Antarctic ice-core data today provide a continuous record on temperature and atmospheric composition that goes back for some 800,000 years. The data track the last few glacial periods and their abrupt endings, with rapid transitions into mild interglacials. But in some of the ice-cores, temperature rises first and is followed, a few hundred years later, by rising carbon dioxide (CO2) levels.

Certain purveyors of climate-myths seized on this observation, claiming it to be “proof” that carbon dioxide doesn't cause climate change. Wrong, wrong, wrong. But how? The answer lies in a beer-can.

In fact, you can do this one yourself. You need two cans of any fizzy beer. On a nice summer's day, take one out of the fridge and place it outside in direct sunshine for a few hours. Leave the other where it is. Then open the two at the same time. The warm one will froth like mad, half-emptying the can and making a mess. What is left in the can will be horrible and flat. Conversely, the one straight from the fridge will just give a “pfft” noise and will be pleasant to drink, being cool and fizzy.

What's that got to do with this myth? Well, you have just demonstrated an important point about the solubility of CO2 in water. CO2 gives fizzy drinks their fizz and it is far more soluble in colder water. As the water warms, it cannot hold onto as much CO2 and it starts to degas. Hence that flat lager.
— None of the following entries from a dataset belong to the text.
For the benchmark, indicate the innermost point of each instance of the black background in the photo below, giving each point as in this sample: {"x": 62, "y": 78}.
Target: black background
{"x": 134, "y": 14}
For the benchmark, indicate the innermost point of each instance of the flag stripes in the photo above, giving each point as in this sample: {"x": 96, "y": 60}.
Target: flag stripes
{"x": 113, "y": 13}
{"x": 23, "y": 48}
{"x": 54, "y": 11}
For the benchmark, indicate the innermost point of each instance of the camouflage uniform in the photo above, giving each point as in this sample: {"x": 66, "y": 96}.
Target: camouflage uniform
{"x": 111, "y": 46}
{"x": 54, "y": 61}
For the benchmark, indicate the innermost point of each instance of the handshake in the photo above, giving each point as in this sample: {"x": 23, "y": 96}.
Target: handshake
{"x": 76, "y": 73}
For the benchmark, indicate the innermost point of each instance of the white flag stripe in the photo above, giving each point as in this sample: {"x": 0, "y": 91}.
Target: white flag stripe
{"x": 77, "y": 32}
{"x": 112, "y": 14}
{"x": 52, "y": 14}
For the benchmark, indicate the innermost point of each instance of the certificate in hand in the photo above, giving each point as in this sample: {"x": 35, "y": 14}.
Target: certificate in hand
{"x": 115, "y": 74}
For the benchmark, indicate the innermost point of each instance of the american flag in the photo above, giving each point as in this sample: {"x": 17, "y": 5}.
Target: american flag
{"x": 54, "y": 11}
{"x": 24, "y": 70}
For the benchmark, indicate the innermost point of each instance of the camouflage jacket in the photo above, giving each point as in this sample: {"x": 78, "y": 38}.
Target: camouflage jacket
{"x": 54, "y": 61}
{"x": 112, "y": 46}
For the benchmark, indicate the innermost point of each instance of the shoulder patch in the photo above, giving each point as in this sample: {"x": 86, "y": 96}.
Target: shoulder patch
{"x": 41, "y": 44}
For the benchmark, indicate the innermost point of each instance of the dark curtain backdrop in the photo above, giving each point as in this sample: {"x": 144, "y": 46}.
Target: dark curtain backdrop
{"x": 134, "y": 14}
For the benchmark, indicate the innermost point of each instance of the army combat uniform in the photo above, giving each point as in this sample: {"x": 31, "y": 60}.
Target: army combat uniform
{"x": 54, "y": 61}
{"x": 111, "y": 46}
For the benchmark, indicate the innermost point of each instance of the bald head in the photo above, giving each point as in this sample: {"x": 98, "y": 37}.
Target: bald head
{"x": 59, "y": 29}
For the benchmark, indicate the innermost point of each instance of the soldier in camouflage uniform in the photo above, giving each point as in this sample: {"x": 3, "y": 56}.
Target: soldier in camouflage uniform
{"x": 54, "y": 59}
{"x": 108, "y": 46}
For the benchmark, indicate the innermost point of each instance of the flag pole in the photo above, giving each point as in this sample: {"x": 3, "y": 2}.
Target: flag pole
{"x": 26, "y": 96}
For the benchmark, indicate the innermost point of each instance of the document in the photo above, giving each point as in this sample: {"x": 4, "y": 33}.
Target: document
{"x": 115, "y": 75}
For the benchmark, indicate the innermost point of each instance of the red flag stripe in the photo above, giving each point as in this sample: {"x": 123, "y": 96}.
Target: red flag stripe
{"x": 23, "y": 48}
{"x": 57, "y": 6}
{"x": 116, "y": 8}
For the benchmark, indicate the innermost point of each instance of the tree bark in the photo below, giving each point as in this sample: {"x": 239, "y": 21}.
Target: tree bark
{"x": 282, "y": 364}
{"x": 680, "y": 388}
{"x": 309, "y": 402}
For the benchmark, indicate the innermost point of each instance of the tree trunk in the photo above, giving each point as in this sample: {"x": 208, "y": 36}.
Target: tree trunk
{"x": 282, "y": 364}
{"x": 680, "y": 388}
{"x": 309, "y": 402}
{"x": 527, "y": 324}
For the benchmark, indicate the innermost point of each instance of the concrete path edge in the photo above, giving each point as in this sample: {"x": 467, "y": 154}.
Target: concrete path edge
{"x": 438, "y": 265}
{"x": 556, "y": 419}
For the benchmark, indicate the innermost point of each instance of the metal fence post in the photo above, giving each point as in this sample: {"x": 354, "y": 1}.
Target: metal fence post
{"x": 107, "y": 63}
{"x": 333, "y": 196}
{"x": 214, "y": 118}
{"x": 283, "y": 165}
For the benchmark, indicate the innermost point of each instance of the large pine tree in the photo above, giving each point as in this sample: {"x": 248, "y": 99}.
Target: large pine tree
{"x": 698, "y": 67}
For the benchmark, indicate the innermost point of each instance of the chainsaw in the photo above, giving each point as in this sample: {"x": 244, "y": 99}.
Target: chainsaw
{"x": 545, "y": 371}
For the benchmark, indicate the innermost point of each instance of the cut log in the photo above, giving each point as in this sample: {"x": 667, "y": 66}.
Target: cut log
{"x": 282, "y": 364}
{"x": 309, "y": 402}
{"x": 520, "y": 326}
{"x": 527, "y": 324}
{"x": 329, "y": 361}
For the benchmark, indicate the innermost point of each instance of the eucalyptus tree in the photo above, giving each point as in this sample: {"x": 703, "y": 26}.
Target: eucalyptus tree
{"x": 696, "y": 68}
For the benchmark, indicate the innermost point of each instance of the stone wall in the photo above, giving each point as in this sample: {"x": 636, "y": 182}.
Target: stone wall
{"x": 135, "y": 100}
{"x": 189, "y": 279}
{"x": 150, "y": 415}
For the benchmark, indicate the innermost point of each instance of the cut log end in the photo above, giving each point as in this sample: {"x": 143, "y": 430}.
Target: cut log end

Exactly the same principle applies to the oceans. When global warming is initiated, both land and the oceans start to warm up. On land, permafrost starts to thaw out, over vast areas. Carbon dioxide (and methane) are released, having been trapped in that permafrost deep-freeze for thousands of years. At sea, that “warm beer effect” kicks in. Thanks to both processes, atmospheric CO2 levels rise in earnest, amplifying and maintaining the warmth. That rise in CO2 thereby caused more of the gas to be released, warming things up yet more in a vicious cycle, known as a positive feedback. Other feedbacks kick in too: for example as the ice-sheets shrink, their ability to reflect Solar energy back out to space likewise decreases, so that heat is instead absorbed by Earth’s surface.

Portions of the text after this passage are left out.